I'm seeing some issues with this change for the following query:

node(user:chris66);
out count;

This used to run in <20s (with #435 in place), and now takes around 42s (User_Statement::execute is no longer called). As it tries to read all nodes into memory the memory footprint also increased to 2,7 GB.

I think it would be better to have a similar logic in User_Statement::execute(Resource_Manager& rman) like in query.cc with bit pattern matching on the type: if (type & QUERY_WAY) in addition to the current string result_type. Or even simpler:

Replace: if ((result_type == "") || (result_type == "node"))

by if ((result_type == "") || (result_type == "node") || (result_type == "nwr"))

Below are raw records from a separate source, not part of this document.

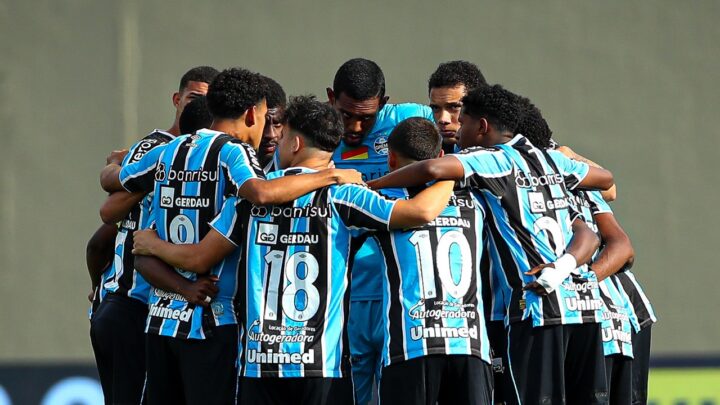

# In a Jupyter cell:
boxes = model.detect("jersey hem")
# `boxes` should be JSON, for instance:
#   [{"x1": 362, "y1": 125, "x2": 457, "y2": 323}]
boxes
[{"x1": 387, "y1": 348, "x2": 490, "y2": 366}]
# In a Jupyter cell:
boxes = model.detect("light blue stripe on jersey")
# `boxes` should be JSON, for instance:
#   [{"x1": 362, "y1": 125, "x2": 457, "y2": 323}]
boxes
[{"x1": 599, "y1": 278, "x2": 635, "y2": 357}]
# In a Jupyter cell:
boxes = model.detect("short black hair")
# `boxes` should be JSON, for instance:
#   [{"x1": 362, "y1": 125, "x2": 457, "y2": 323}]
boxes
[
  {"x1": 428, "y1": 60, "x2": 487, "y2": 93},
  {"x1": 283, "y1": 95, "x2": 344, "y2": 152},
  {"x1": 388, "y1": 117, "x2": 442, "y2": 161},
  {"x1": 179, "y1": 66, "x2": 219, "y2": 92},
  {"x1": 179, "y1": 96, "x2": 212, "y2": 134},
  {"x1": 264, "y1": 76, "x2": 287, "y2": 110},
  {"x1": 206, "y1": 68, "x2": 268, "y2": 120},
  {"x1": 333, "y1": 58, "x2": 385, "y2": 100},
  {"x1": 516, "y1": 97, "x2": 553, "y2": 149},
  {"x1": 462, "y1": 85, "x2": 524, "y2": 133}
]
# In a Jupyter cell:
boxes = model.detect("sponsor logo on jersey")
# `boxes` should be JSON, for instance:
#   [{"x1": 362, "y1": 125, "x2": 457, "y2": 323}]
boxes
[
  {"x1": 256, "y1": 222, "x2": 279, "y2": 245},
  {"x1": 246, "y1": 349, "x2": 315, "y2": 365},
  {"x1": 246, "y1": 320, "x2": 315, "y2": 344},
  {"x1": 340, "y1": 145, "x2": 369, "y2": 160},
  {"x1": 410, "y1": 324, "x2": 479, "y2": 340},
  {"x1": 148, "y1": 304, "x2": 193, "y2": 321},
  {"x1": 159, "y1": 186, "x2": 210, "y2": 209},
  {"x1": 408, "y1": 300, "x2": 477, "y2": 321},
  {"x1": 565, "y1": 297, "x2": 604, "y2": 311},
  {"x1": 602, "y1": 327, "x2": 632, "y2": 343},
  {"x1": 427, "y1": 216, "x2": 472, "y2": 229},
  {"x1": 374, "y1": 136, "x2": 388, "y2": 155},
  {"x1": 250, "y1": 203, "x2": 333, "y2": 219},
  {"x1": 155, "y1": 164, "x2": 219, "y2": 183},
  {"x1": 529, "y1": 192, "x2": 546, "y2": 213},
  {"x1": 129, "y1": 139, "x2": 158, "y2": 163},
  {"x1": 514, "y1": 171, "x2": 564, "y2": 188}
]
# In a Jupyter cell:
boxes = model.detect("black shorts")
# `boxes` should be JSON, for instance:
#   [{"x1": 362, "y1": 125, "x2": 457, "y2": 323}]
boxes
[
  {"x1": 239, "y1": 376, "x2": 354, "y2": 405},
  {"x1": 487, "y1": 320, "x2": 510, "y2": 404},
  {"x1": 631, "y1": 325, "x2": 652, "y2": 405},
  {"x1": 506, "y1": 320, "x2": 608, "y2": 405},
  {"x1": 89, "y1": 293, "x2": 148, "y2": 405},
  {"x1": 379, "y1": 354, "x2": 493, "y2": 405},
  {"x1": 605, "y1": 354, "x2": 632, "y2": 405},
  {"x1": 145, "y1": 324, "x2": 239, "y2": 405}
]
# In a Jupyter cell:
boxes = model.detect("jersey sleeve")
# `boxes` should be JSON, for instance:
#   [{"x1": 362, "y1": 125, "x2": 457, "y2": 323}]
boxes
[
  {"x1": 333, "y1": 184, "x2": 397, "y2": 233},
  {"x1": 585, "y1": 190, "x2": 613, "y2": 215},
  {"x1": 450, "y1": 148, "x2": 511, "y2": 196},
  {"x1": 209, "y1": 196, "x2": 243, "y2": 247},
  {"x1": 221, "y1": 142, "x2": 265, "y2": 196},
  {"x1": 119, "y1": 144, "x2": 165, "y2": 193},
  {"x1": 547, "y1": 150, "x2": 590, "y2": 190}
]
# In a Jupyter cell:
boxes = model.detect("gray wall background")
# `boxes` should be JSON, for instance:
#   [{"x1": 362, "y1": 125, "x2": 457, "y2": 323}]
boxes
[{"x1": 0, "y1": 0, "x2": 717, "y2": 361}]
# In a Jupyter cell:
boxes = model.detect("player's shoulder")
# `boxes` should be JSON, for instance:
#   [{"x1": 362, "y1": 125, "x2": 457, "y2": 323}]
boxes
[{"x1": 380, "y1": 103, "x2": 432, "y2": 123}]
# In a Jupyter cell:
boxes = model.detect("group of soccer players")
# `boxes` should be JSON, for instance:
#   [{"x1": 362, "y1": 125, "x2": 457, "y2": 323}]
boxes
[{"x1": 86, "y1": 59, "x2": 656, "y2": 405}]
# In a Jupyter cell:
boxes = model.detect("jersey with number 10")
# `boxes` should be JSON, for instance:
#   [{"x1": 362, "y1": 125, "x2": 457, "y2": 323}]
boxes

and similar for ways and relations.

Once that's in place, we can switch back to standalone mode for user and uid.

Currently, result_type contains nwr for the query example above, i.e. all of the node / way / relation processing simply gets bypassed in User_Statement::execute. That's the reason why this query doesn't return any result.

mmd-osm commented 6 years ago

Stricter syntax checks for union/difference has caused some issues. In all cases missing semicolons were the culprit. It was correctly documented on the Overpass QL page, but hasn't really been enforced in the past.

Also t[name] is no longer accepted and needs to be written as t["name"].

DaveF63 commented 6 years ago

The addition of nwr is very beneficial. Thanks for adding it.

Will it be implemented as an option for Statistical Counts instead of: total = count(nodes) + count(ways) + count(relations), or is there a conciser way that I'm unaware of?